Face coverings are already compulsory in shops in Scotland, and Mr Johnson said the “balance of scientific opinion” had shifted toward using them in all enclosed spaces. 

Earlier this week, the World Health Organisation said there was “emerging evidence” that Covid-19 could be spread through particles in the air, and Venki Ramakrishnan, president of the Royal Society, said everyone should wear a face covering in all public places. 

Ministers have extensive powers under public health laws to enforce measures in premises such as shops, and one senior source said: “We are keeping evidence around masks under review and shops could be one area we move on.” 

Despite widespread easing of lockdown measures, town centres remained largely deserted because of people following government advice to work from home where possible. 

Established high street names such as Pret a Manger have warned they could close for good because of the lack of footfall. 

However, many firms have told staff they do not expect them to return to the office until next year. 

Mr Johnson said: “Everybody has taken the ‘stay at home if you can’ advice. I think we should now say ‘go back to work if you can’, because I think it’s very important people should try to lead their lives more normally.” 

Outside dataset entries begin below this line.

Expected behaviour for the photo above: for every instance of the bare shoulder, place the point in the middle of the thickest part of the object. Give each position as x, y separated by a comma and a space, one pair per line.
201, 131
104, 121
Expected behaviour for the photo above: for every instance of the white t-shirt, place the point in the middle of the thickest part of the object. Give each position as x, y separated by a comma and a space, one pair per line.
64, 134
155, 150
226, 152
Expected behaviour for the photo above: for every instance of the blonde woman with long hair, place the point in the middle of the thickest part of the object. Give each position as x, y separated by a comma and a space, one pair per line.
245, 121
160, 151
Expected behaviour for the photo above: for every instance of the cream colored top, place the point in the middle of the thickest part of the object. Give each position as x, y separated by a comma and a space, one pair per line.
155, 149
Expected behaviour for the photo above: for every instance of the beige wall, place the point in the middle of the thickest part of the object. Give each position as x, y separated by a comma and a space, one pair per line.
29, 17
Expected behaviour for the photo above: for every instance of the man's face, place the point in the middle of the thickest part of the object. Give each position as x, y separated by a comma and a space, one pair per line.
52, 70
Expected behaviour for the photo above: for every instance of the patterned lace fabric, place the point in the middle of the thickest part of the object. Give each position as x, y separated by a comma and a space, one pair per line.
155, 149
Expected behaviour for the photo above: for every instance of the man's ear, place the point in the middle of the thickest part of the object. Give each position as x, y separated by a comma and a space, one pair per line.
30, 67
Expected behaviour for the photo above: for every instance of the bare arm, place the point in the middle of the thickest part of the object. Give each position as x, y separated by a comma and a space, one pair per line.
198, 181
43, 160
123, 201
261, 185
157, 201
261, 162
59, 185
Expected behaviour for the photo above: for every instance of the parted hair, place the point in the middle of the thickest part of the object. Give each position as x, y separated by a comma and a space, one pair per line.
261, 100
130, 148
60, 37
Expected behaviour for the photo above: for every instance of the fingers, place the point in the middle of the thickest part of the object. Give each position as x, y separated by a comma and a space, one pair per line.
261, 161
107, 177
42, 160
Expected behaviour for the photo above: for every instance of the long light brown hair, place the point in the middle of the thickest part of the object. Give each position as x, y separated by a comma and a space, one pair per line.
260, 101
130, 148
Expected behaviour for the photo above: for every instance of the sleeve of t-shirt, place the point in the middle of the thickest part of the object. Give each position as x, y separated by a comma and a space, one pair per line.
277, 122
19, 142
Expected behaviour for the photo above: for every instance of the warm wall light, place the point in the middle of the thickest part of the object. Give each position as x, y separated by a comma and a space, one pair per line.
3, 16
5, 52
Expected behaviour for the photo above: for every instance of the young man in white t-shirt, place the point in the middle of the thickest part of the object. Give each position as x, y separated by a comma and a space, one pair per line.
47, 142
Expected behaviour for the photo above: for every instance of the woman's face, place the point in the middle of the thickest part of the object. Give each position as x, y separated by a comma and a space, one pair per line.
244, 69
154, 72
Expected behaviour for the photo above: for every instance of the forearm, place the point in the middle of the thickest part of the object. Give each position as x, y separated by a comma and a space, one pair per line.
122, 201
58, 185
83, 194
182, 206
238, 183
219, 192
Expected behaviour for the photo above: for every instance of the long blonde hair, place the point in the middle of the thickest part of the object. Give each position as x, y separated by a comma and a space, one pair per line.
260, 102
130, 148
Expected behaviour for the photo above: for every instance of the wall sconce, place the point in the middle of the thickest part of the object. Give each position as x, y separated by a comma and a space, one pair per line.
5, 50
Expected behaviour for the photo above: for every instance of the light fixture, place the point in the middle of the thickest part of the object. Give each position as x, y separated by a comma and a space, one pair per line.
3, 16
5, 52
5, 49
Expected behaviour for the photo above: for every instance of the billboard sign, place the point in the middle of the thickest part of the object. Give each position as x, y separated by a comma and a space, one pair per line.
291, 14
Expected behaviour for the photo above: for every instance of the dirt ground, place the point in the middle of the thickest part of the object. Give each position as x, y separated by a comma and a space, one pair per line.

Asked about the Government’s furlough scheme, he said: “Furlough just keeps people in suspended animation when the best thing is to cautiously go back to work. That is the best thing.” 

He appeared to be at odds with Matt Hancock, the Health Secretary, who told the women’s club AllBright that the Government could legislate to give people a legal right to work from home

Mr Hancock said the coronavirus pandemic had made flexible working the “new norm” and was something all “good employers” should accommodate from now on. 

Asked if he would consider enforcing this through government legislation, Mr Hancock replied: “Yes.” 

He also called for a study to be done into the “efficacy” of remote working, though he said the broader benefits of the practice – particularly for women – made it worth sustaining in the long term.

 “There’s a debate as to whether people work better when they’re working from home and it’s really difficult to know whether productivity goes up or down, but we’ve just had a massive experiment in that and we need to understand the answer,” he said. 

“There’s a big argument that productivity has gone up during this when people are working from home, certainly in terms of wellbeing.” 

He said one of the main beneficiaries of home working was women. 

“Evidence shows (flexible working) on average benefits women more than men,” he said. 

Mr Johnson said the infection rate in the UK was down to about 1 in 3,600 people and “seems to be tapering off ” but warned that in other countries “people misinterpret the messages and, boom, you get spikes again. We can’t have that in this country”. 

Mr Johnson added that he did not want to see another national lockdown, but said people who were shielding would be protected in more localised ways.